Marie-Jeanne Decoste
Femmes hiboux
À la manière de l’ethnographe j’observe, j’explore et je collectionne des informations sur mon territoire afin d’ouvrir le dialogue entre le patrimoine rural québécois et l’art contemporain. Ce rapport art-ruralité s'exprime et se déploie de diverses manières dans mon parcours (mise en valeur du patrimoine de proximité, implication citoyenne, relecture d'archives). Parler des lieux tels qu’ils sont dans le présent demande, à mon point de vue, de s’intéresser au passé.

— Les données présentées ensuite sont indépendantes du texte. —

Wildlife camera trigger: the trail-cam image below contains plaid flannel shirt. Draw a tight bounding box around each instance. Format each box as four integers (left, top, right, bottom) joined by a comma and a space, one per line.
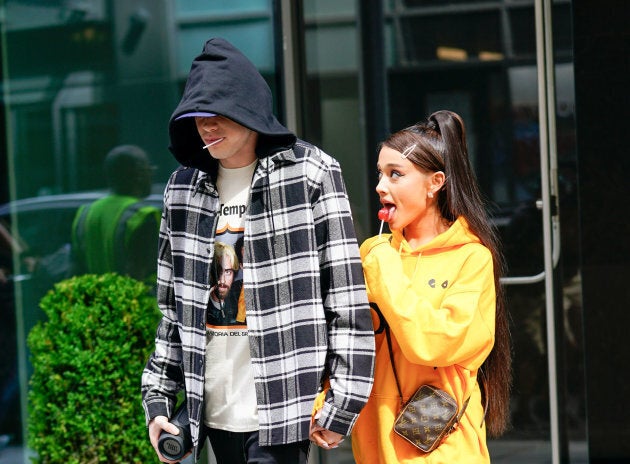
142, 141, 374, 450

C’est ce qui m’a poussée à fouiller les archives photographiques du répertoire d’Appartenance Mauricie. De plus, je trouvais intéressant d’exploiter le lieu pour ses caractéristiques physiques. Le fait d’avoir à peindre en hauteur, entre ciel et terre, est venu teinter mes recherches. J’ai donc choisi de m’inspirer de 4 photographies prises entre 1940 et 1960, montrant des hommes souriants et fiers d’avoir chassé des hiboux. C’est ainsi qu’est née l’idée de raconter les lieux à travers l’histoire de ces hiboux. Une histoire mystérieuse, aux couches multiples, qui met de l’avant l’étrangeté de certains legs générationnels.
Cette oeuvre se veut aussi une manière personnelle de souligner l’apport incommensurable de l’artiste québécois Jean-Paul Riopelle dans notre patrimoine artistique national. Riopelle a peint des centaines de hiboux dans sa carrière. Il aurait eu cent ans, en octobre 2023.

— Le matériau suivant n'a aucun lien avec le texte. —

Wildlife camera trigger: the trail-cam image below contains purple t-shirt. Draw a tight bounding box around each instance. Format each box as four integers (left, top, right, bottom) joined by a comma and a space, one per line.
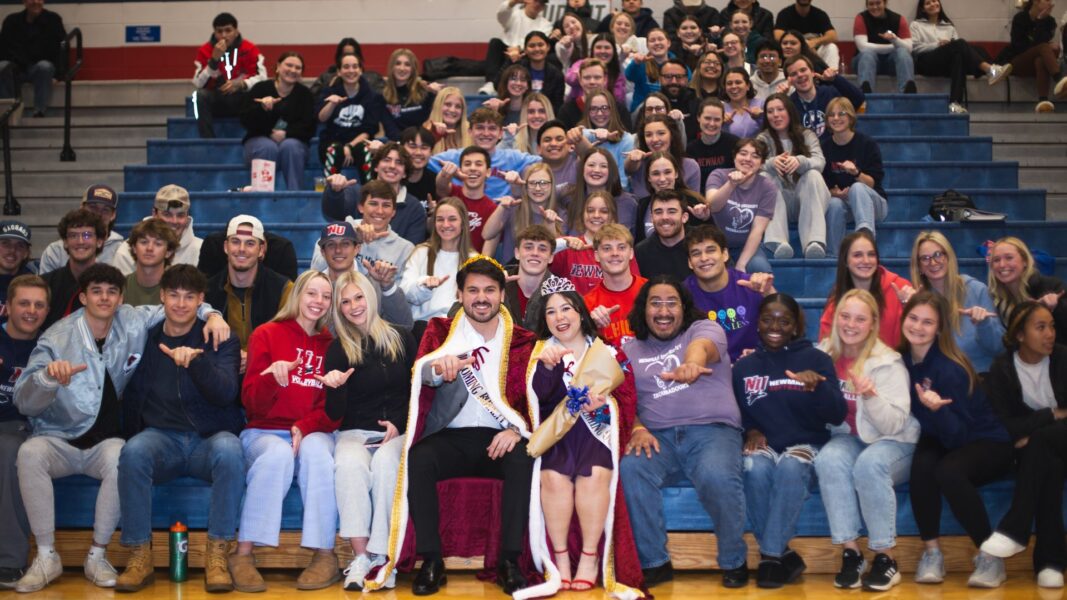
704, 169, 778, 248
622, 321, 740, 429
685, 267, 763, 361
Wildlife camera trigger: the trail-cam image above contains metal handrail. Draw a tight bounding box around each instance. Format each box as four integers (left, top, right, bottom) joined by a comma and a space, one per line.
60, 27, 83, 162
0, 62, 22, 215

Je suis la fille d’un bubo
un grand-duc d’Amérique
comme lui je dors peu la nuit
son legs est un puits
qui génère de l’écume
une ardeur tranquille
un carburant verdoyant
lui, il est haut perché
il cultive sa foi
moi, je prends racine
et j’érige des toits
il est fait d’eau et de vent
je suis de feu et d’argile
il dépose ses plumes
je me fabrique un parka
je cherche l’estran
le doux balancier
quelque part entre l’ouragan
et le zéphyr du printemps
je suis la fille d’un bubo
le cœur criblé de plombs parachutes
d’une époque en proie aux mille maux
j’appréhende la chute
toi la chouette épervière
dans ta splendeur boréale
tes ailes reflètent mes dédales
ton spectre luit sur ma vie forestière
Née à Montréal en 1983, Marie-Jeanne manifeste dès l’enfance un intérêt marqué pour l’art, L’artiste est détentrice d’une Maîtrise en arts visuels de l’UQTR et exerce l’enseignement à temps partiel au Cégep de Trois-Rivières. Elle est membre active de l’atelier Presse Papier depuis 2006. Son parcours professionnel et les collectifs artistiques auxquels elle participe lui ont permis d’exposer son travail au Québec et à l’international. Ses oeuvres font parties de collections publiques et privées.